Archétypes de l'imaginaire
Certains "livres pour enfants" ont un pouvoir bien plus puissant que ne laisserait supposer leur place dans la classification des bibliothèques.
Le révérend Dodgson, implacable logicien, devait parfaitement avoir conscience que les aventures d'Alice possédaient une dimension largement supérieure à celle des comptines de garderies (nursery rhymes). Lewis Carroll, son hétéronyme en littérature, inspiré par la jeune Alice Liddell, transporte avec une poétique allégresse sa candide héroïne, et ses lecteurs partiellement abasourdis, au pays des merveilles, puis de l'autre côté du miroir, c'est à dire dans un territoire définitivement fantastique, un paysage onirique décalé, au-delà des apparences immédiatement sensibles.
Les aventures narrées dans ces univers parallèles ont un double objectif quasi initiatique, le premier consiste à nous prévenir que la réalité est polymorphe et essentiellement paradoxale. Le second, dérivé, nous engage à considérer le non-sens implicite et explicite des situations imaginaires comme le reflet de l'absurdité de nos comportements réels.
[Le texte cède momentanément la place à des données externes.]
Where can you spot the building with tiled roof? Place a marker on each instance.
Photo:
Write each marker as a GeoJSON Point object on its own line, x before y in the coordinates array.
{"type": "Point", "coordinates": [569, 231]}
L'étrange cérémonie du thé chez les fous n'est-elle pas la décalcomanie burlesque de certaines règles sociales et protocolaires, tout aussi grotesques mais acceptées sans aucun discernement critique, tant elles sont inscrites dans l'habitude ? Suivons donc passionnément les étapes rituelles de ces joyeux voyages en marge d'une matérialité quotidienne, chaque épisode sera l'occasion de changer opportunément les règles du jeu de nos perceptions en adoptant des points de vue inédits. Piochons, par exemple, un paradigme dans l'épisode narratif que nous avons indiqué et interrogeons-nous sur cet amusant dialogue qui pourrait entraîner l'ingénue Alice dans un périlleux tourbillon dialectique et linguistique :
– Prends donc un peu plus de thé, lui dit le Lièvre de Mars le plus sérieusement du monde.
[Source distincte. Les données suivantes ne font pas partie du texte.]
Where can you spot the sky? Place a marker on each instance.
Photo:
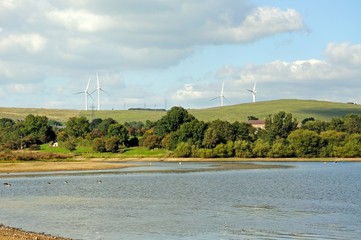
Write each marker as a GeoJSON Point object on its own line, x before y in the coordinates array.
{"type": "Point", "coordinates": [161, 53]}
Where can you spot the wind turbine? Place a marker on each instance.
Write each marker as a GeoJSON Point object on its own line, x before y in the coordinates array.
{"type": "Point", "coordinates": [98, 90]}
{"type": "Point", "coordinates": [253, 91]}
{"type": "Point", "coordinates": [86, 94]}
{"type": "Point", "coordinates": [221, 96]}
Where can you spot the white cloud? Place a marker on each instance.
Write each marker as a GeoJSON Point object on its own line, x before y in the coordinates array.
{"type": "Point", "coordinates": [344, 53]}
{"type": "Point", "coordinates": [80, 20]}
{"type": "Point", "coordinates": [31, 43]}
{"type": "Point", "coordinates": [332, 79]}
{"type": "Point", "coordinates": [262, 22]}
{"type": "Point", "coordinates": [187, 93]}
– Je n'ai encore rien pris, répondit-elle d'un ton offensé. Je ne peux pas prendre quelque chose de plus.
– Tu veux dire que tu ne peux pas prendre quelque chose de moins, fit observer le Chapelier ; mais il est très facile de prendre plus que rien
.

Pratique de l'autodérision
Savoir se moquer de soi-même, c'est d'abord faire un pas de côté qui permet d'examiner avec une certaine impertinence (qui devient très vite efficiente et pertinente ...) sa place dans le monde.
C'est ensuite une distanciation joyeuse qui aide à supporter, avec un recul salutaire, les aspects tragiques ou simplement marqués du sceau de l'ennui qui tissent l'étoffe de l'existence.
C'est enfin une condition nécessaire au rapprochement avec les autres hommes ainsi que la permission morale d'user de l'ironie face à leurs comportements qualifiés de critiquables. Je ne peux railler les défauts et les manques que je crois distinguer chez l'autre que si je suis capable de faire preuve de moquerie au regard de mes propres travers constatés.
L'humour est une véritable alternative à la mélancolie et se révèle bien plus ludique à manier que le ressentiment sombre et négatif qui embrume trop souvent le cours de nos vies. Affirmons ce principe inlassablement : le sourire est toujours préférable aux grimaces de la douleur.

Marchés de l'art
Que l'art ait un rapport étroit avec l'argent et le pouvoir, personne, au regard de l'histoire, ne peut en douter. Cependant nous assistons aujourd'hui à un phénomène de récupération des productions culturelles par la société marchande qui induit des effets secondaires pervers et particulièrement dangereux.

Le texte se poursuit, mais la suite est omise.